GloryAnn sat on one end of the patio, watching sailboats cruise past their tiny cove. He could hardly ignore her, though at the moment Jared craved nothing more than silence, respite from the weeping children he’d had to hurt to help.
“May I join you?”
“Certainly.” She blinked as if awakening from a dream, her smile inviting. “I’m enjoying this weather.”
“You’ll want to watch your skin. Even though it seems temperate, the sun is strong. A tropical burn is painful, Dr. Cranbrook.”
Clearly irritated, she set down her bottle of juice hard enough that a few droplets decorated her fingers. “Why do you always talk to me like that, Dr. Steele?”
“Like what?” Unused to being challenged, Jared froze, his sandwich halfway to his mouth.
“Like I’m a silly child who can’t look after herself, let alone anyone else. ‘Don’t get too close to the patients, watch the sun, don’t get the patients too excited with silly games.’ It’s insulting.”
Though neither her voice nor her demeanor changed, anger darkened her green irises.
“I’m sorry if I offended you. I merely wanted to point out that this climate is different than the one you’re used to. Sunburn is unpleasant and can be dangerous.”
“And you think I don’t know that?” GloryAnn put the lid back on her bottle and tightened it so much her fingertips turned white. “I put on sunscreen this morning, SPF 70, and I’ve been out here—” she checked her watch “—ten minutes. Hardly long enough, don’t you agree?”
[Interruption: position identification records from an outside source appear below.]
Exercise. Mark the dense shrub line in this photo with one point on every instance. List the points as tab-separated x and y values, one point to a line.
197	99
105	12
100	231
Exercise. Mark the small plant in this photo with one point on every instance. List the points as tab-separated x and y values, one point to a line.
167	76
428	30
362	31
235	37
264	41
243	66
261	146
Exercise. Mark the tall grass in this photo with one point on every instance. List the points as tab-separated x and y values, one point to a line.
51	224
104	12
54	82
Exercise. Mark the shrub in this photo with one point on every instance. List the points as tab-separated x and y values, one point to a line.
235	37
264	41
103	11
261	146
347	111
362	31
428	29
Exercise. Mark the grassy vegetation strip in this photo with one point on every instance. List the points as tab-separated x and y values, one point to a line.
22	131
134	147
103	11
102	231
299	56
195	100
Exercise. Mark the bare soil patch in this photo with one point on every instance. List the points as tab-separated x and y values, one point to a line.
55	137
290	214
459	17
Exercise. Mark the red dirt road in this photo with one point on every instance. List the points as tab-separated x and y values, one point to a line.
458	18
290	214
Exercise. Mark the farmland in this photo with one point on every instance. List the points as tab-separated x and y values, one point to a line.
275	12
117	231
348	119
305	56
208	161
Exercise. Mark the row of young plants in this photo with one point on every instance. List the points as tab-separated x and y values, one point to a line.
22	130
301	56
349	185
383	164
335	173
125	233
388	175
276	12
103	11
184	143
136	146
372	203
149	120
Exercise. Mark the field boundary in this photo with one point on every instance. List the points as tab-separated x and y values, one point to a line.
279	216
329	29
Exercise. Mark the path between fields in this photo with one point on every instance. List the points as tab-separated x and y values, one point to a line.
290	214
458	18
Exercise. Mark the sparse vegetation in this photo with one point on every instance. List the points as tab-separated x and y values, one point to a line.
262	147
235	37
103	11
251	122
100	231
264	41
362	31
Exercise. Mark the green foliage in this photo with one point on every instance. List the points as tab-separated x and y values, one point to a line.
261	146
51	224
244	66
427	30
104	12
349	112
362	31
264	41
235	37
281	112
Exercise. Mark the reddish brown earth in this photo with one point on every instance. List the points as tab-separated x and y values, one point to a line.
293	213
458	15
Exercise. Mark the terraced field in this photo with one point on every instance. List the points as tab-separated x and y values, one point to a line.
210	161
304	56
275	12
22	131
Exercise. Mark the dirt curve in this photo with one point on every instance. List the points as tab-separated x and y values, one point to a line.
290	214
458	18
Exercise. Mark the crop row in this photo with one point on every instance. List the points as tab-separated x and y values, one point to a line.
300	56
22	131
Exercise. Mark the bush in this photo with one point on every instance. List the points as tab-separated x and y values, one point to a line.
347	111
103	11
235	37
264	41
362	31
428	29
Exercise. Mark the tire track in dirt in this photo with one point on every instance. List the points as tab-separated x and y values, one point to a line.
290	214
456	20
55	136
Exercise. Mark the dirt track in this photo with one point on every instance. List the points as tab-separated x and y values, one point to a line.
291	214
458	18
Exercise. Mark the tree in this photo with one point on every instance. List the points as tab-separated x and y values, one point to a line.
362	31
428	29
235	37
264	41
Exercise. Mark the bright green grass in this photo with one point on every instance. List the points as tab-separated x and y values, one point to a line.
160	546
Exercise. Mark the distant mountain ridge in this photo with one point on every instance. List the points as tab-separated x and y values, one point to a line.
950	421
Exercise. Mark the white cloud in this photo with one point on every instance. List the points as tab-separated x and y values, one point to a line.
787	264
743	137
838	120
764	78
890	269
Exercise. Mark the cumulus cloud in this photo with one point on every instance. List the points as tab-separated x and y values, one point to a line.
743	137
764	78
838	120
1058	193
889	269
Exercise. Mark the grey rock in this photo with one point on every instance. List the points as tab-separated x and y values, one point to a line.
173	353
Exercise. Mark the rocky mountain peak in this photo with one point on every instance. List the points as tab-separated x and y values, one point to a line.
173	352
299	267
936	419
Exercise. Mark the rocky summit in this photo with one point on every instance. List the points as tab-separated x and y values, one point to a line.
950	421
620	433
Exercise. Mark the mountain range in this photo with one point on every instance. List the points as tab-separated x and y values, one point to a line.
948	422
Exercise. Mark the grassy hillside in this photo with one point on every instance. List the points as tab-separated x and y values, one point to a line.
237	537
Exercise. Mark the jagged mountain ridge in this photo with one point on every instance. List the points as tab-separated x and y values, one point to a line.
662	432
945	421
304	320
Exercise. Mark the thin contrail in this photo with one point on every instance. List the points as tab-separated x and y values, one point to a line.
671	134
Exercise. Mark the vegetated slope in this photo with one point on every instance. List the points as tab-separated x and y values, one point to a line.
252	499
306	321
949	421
Jared decided it was better not to answer, so he concentrated on chewing the roast beef he’d selected.
“I assure you I am qualified to be here, Dr. Steele. If you feel that isn’t so, or if you would prefer someone else, I suggest you contact Elizabeth Wisdom, because until I hear otherwise I intend to do the job she sent me to do, and I’ll keep doing it for the next six months.”
She stabbed a piece of lettuce so hard it tore apart.
“Now, since you’re here, I’d like to ask you some questions about your procedures this morning.”
A new respect filled him. “Fire away.”
“I know you like to remove the burned tissue as quickly as possible because that’s where infection likes to grow.”
“Yes.”
“But I’ve never seen debrading done the way you did this morning. Can you explain it to me?”
Jared explained the process he preferred.
“I’m sure you know that with current procedures it’s difficult for surgeons to tell which tissue is dead and needs to be removed and which is still alive and can heal on its own.”
“Yes.”
“If you’ve removed more than you need to, that makes it harder for the graft to take. It doesn’t heal as well.”
“So that machine you were using…?” She lifted an eyebrow.
“It combines laser and radar systems—hence the name lidar. It’s something we’ve been working with for a medical research company—trying to perfect.” He babbled on about his work, fascinated by the bloom of color on her cheeks. She was lovely.
“Amazing,” she enthused, her smile flashing.
“It is,” he admitted. “But it could be even better.” He went on to explain the alterations needed. “If they could perfect it, the agony of debrading would become a thing of the past.”
“Which would be a blessing for all of us,” she muttered, making a face. Her head lifted. “But you can’t do that yet.”